Single Spies

Alan Bennett
Chichester Festival Theatre & Birmingham Repertory
Sheffield Lyceum

David Robb and Nicholas Farrell in Single Spies Credit: Alastair Muir

It was at a post-show supper in 1997 that Alan Bennett first heard Coral Browne’s story of her encounter with Guy Burgess in Moscow in the winter of 1958/1959, some years after his defection.

Burgess was living in squalor, deeply lonely, and desperate for any contact with the old country. Ironically, although he was a spy, he retained a love of the English countryside and the anomalies of the British character. It was the political system he had rejected. "I did what seemed right at the time."

Browne’s account of the meeting and Burgess’s request for her to order him a suit from his London tailor lies at the core of the first of the two plays, An Englishman Abroad, in this two-part programme.

In the second of the two plays, A Question of Attribution, the central metaphor is Titian’s painting, An Allegory of Prudence, which allows Bennett to explore the experience of Anthony Blunt, another member of the Cambridge Five, who was recruited by Burgess in the mid-'30s.

When the painting, part of Queen’s collection, was cleaned and later x-rayed, there were three shadowy figures hidden beneath the surface, which had not been apparent for years. Similarly, Blunt remained unexposed until 1979.

Although Bennett tells us that he was more interested in exile than espionage, it is not surprising that, as an outsider, observer, concealer and lonely man himself, he was drawn to the experience of these two secret men.

Like Burgess, Bennett has an extraordinary affection for Englishness, its character and institutions, which does not stand in the way of objectivity and a delight in gentle satire. His presentation of the Queen in A Question of Attribution is surprisingly generous.

A neo-classical wall designed by Peter McKintosh serves as a background to Burgess’s scruffy Moscow flat and as hanging space for paintings in the Queen’s Gallery.
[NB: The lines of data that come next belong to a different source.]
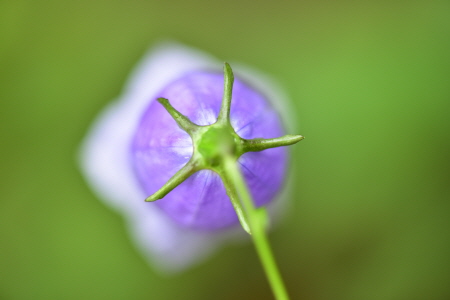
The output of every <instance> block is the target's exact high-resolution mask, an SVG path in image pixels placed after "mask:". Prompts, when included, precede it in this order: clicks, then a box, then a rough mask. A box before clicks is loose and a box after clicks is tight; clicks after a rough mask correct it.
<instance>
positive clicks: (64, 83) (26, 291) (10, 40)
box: [0, 0, 450, 300]
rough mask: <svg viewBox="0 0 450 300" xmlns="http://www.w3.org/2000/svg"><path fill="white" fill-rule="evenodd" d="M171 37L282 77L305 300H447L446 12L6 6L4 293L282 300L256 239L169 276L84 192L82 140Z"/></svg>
mask: <svg viewBox="0 0 450 300" xmlns="http://www.w3.org/2000/svg"><path fill="white" fill-rule="evenodd" d="M167 37H169V38H172V39H175V40H177V41H180V42H183V43H186V44H188V45H191V46H194V47H197V48H199V49H202V50H204V51H207V52H209V53H211V54H213V55H214V56H216V57H218V58H219V59H221V60H230V61H240V62H243V63H246V64H248V65H251V66H253V67H255V68H258V69H260V70H262V71H264V72H267V73H269V74H271V75H272V76H273V77H275V78H277V79H278V81H279V82H281V84H282V85H283V86H284V87H285V88H286V90H287V93H288V94H289V96H290V97H291V98H292V100H293V105H292V108H291V110H292V112H293V114H295V115H296V116H297V117H298V123H299V127H298V130H299V131H298V133H300V134H303V135H304V136H306V139H305V140H304V141H302V142H301V143H300V144H298V145H296V146H293V147H292V149H291V150H292V151H291V152H292V166H293V167H292V169H293V176H294V177H293V178H292V180H293V182H294V184H293V186H294V193H293V195H295V197H294V198H292V199H291V202H292V206H291V209H290V212H289V214H288V215H287V216H286V217H285V219H284V220H283V222H281V223H280V226H278V227H277V228H276V230H275V231H274V232H272V234H271V236H270V238H271V242H272V245H273V248H274V251H275V254H276V257H277V260H278V262H279V266H280V268H281V271H282V273H283V275H284V277H285V281H286V284H287V288H288V290H289V292H290V294H291V295H292V298H293V299H311V300H322V299H333V300H340V299H343V300H344V299H345V300H347V299H357V300H372V299H393V300H394V299H395V300H403V299H405V300H406V299H407V300H415V299H436V300H438V299H439V300H441V299H442V300H444V299H450V260H449V255H450V234H449V229H450V214H449V209H450V203H449V200H450V193H449V192H450V182H449V178H450V176H449V172H450V157H449V153H450V139H449V129H450V122H449V113H450V97H449V96H450V2H449V1H371V2H358V1H334V2H331V1H330V2H328V1H326V2H325V1H324V2H322V1H301V2H300V1H281V2H275V1H263V2H262V1H259V2H257V1H250V0H240V1H234V0H230V1H226V2H225V1H224V2H219V1H217V2H213V1H206V0H197V1H192V2H188V1H166V2H163V1H161V2H160V1H140V0H131V1H101V0H97V1H86V0H81V1H31V0H28V1H23V0H2V1H0V105H1V106H0V141H1V148H0V197H1V202H0V299H8V300H9V299H199V300H201V299H219V300H220V299H272V295H271V292H270V289H269V287H268V285H267V282H266V279H265V277H264V274H263V271H262V269H261V266H260V265H259V262H258V260H257V257H256V254H255V252H254V249H253V248H252V246H251V244H241V245H229V246H227V247H224V248H222V249H221V250H220V251H218V252H217V253H216V254H215V255H213V256H212V257H211V258H210V259H208V260H207V261H205V262H204V263H201V264H200V265H198V266H195V267H194V268H192V269H190V270H189V271H187V272H185V273H182V274H178V275H174V276H161V275H159V274H158V273H156V272H155V271H154V270H152V269H151V268H150V267H149V266H148V265H147V263H146V261H145V260H144V259H143V257H141V255H140V254H139V253H138V252H137V251H136V249H135V248H134V246H133V245H132V243H131V242H130V240H129V238H128V235H127V230H126V228H125V226H124V222H123V220H122V218H121V216H119V215H118V214H116V213H115V212H113V211H112V210H110V209H109V208H107V207H105V206H104V205H103V204H102V203H101V202H100V201H98V200H97V199H96V197H95V196H94V195H93V193H92V191H91V190H90V189H89V188H88V187H87V186H86V185H85V182H84V180H83V178H82V176H81V175H80V173H79V170H78V168H77V165H76V160H75V154H76V151H77V148H78V147H79V145H80V141H81V140H82V138H83V136H84V135H85V134H86V132H87V129H88V127H89V126H90V124H91V122H92V120H93V119H94V118H95V116H96V115H97V114H98V112H99V111H100V110H101V109H102V108H103V107H104V106H105V105H106V104H107V103H108V102H109V101H110V100H111V99H113V98H114V97H116V96H117V95H119V94H120V92H121V89H122V87H123V85H124V82H125V80H126V78H127V76H128V74H129V72H130V71H131V70H132V68H133V67H134V65H135V63H136V62H137V61H138V60H139V59H140V58H141V56H142V55H143V54H144V53H145V51H146V50H147V49H148V47H149V46H151V45H152V44H154V43H155V42H156V41H158V40H160V39H162V38H167Z"/></svg>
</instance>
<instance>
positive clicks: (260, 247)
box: [223, 156, 289, 300]
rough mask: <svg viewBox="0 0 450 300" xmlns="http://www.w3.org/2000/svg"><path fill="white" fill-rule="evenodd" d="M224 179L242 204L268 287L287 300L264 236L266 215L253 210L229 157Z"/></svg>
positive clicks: (241, 178)
mask: <svg viewBox="0 0 450 300" xmlns="http://www.w3.org/2000/svg"><path fill="white" fill-rule="evenodd" d="M223 172H225V173H226V177H227V178H230V179H231V180H232V184H233V185H234V186H235V188H236V190H237V191H238V194H239V196H240V199H241V201H242V204H243V206H244V209H245V212H246V215H247V220H248V223H249V226H250V230H251V232H252V235H251V236H252V239H253V243H254V245H255V248H256V251H257V252H258V256H259V259H260V260H261V263H262V265H263V268H264V271H265V273H266V276H267V279H268V280H269V284H270V287H271V288H272V291H273V293H274V295H275V298H276V299H277V300H288V299H289V296H288V294H287V291H286V288H285V286H284V283H283V280H282V278H281V274H280V272H279V270H278V267H277V265H276V263H275V259H274V256H273V254H272V250H271V248H270V245H269V241H268V239H267V236H266V231H265V229H266V225H267V214H266V210H265V209H264V208H255V205H254V204H253V200H252V197H251V195H250V193H249V191H248V188H247V186H246V184H245V180H244V178H243V177H242V174H241V172H240V170H239V168H238V167H237V164H236V160H235V159H234V158H233V157H231V156H226V157H225V158H224V170H223Z"/></svg>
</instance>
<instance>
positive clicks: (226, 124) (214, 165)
mask: <svg viewBox="0 0 450 300" xmlns="http://www.w3.org/2000/svg"><path fill="white" fill-rule="evenodd" d="M224 75H225V78H224V95H223V100H222V105H221V109H220V112H219V116H218V118H217V122H216V123H214V124H211V125H207V126H199V125H197V124H194V123H192V122H191V121H190V120H189V118H187V117H186V116H184V115H182V114H181V113H180V112H179V111H177V110H176V109H175V108H174V107H173V106H172V105H171V104H170V102H169V100H167V99H165V98H158V101H159V102H160V103H161V104H162V105H163V106H164V108H165V109H166V110H167V111H168V112H169V114H170V115H171V116H172V117H173V119H174V120H175V121H176V122H177V124H178V126H179V127H180V128H181V129H183V130H184V131H186V132H187V133H188V134H189V135H190V137H191V138H192V142H193V146H194V153H193V155H192V157H191V159H190V160H189V162H188V163H187V164H186V165H185V166H184V167H183V168H181V169H180V170H179V171H178V172H177V173H176V174H175V175H174V176H173V177H172V178H170V179H169V181H167V183H166V184H165V185H164V186H163V187H161V188H160V189H159V190H158V191H157V192H156V193H154V194H153V195H151V196H150V197H148V198H147V199H146V201H156V200H159V199H162V198H163V197H164V196H165V195H167V194H168V193H169V192H170V191H172V190H173V189H174V188H175V187H177V186H178V185H180V184H181V183H182V182H183V181H185V180H186V179H187V178H189V176H191V175H192V174H193V173H195V172H197V171H199V170H205V169H206V170H212V171H215V172H216V173H218V174H219V175H220V177H221V179H222V181H223V183H224V186H225V189H226V191H227V194H228V196H229V197H230V200H231V202H232V204H233V207H234V209H235V210H236V213H237V215H238V218H239V221H240V223H241V225H242V227H243V228H244V229H245V230H246V231H247V232H248V233H251V230H250V226H249V223H248V220H247V216H246V215H247V214H246V211H244V209H243V208H242V204H241V202H240V201H239V197H238V192H237V190H236V187H235V186H234V184H233V178H230V176H229V172H227V164H229V162H230V161H233V162H236V161H237V160H238V158H239V157H240V156H241V155H242V154H244V153H246V152H255V151H262V150H265V149H269V148H274V147H280V146H288V145H292V144H295V143H297V142H299V141H301V140H302V139H303V136H301V135H285V136H282V137H279V138H273V139H251V140H247V139H243V138H241V137H240V136H239V135H238V134H237V133H236V132H235V131H234V129H233V127H232V126H231V123H230V107H231V96H232V89H233V81H234V76H233V71H232V70H231V67H230V65H229V64H228V63H225V66H224Z"/></svg>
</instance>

Nicholas Farrell doubles as a sadly pathetic, eccentric but likeable Burgess in the first play and a sharp MI6 interrogator who waits in vain for any revelations from Blunt in the second. The juxtaposition of photographs of suspected spies with paintings fits in with the theme of attribution. Can we believe what we see?

Belinda Lang convincingly replicates Coral Browne’s gravelly voice, super sophistication and essential kindness and returns in the second half as the young Queen, who is no-one’s fool, knows that Blunt is a betrayer and warns him that climbing up a ladder is a dangerous activity that could lead to a fall.

David Robb is remarkable as the totally non-judgemental Tailor, who remembers his erstwhile customer as a gentleman, recalls his distinctive requirements and disregards his fall from grace. A nice portrait of a special kind of snobbery.

In contrast, Paul Grunert as the shop assistant who refuses to replace Burgess’s pyjamas gets a lambasting from Browne for stupid illogicality. Grunert reappears as the Restorer in the second play.

There are strong supporting performances from David Young as Tolya and Phillips, Joseph Prowen as Colin and other members of the cast.

This is an enjoyable and stimulating double programme, informative about the key figures, and particularly interesting for Bennett’s distinctive exploration of exile in the first play and living with secrets in the second.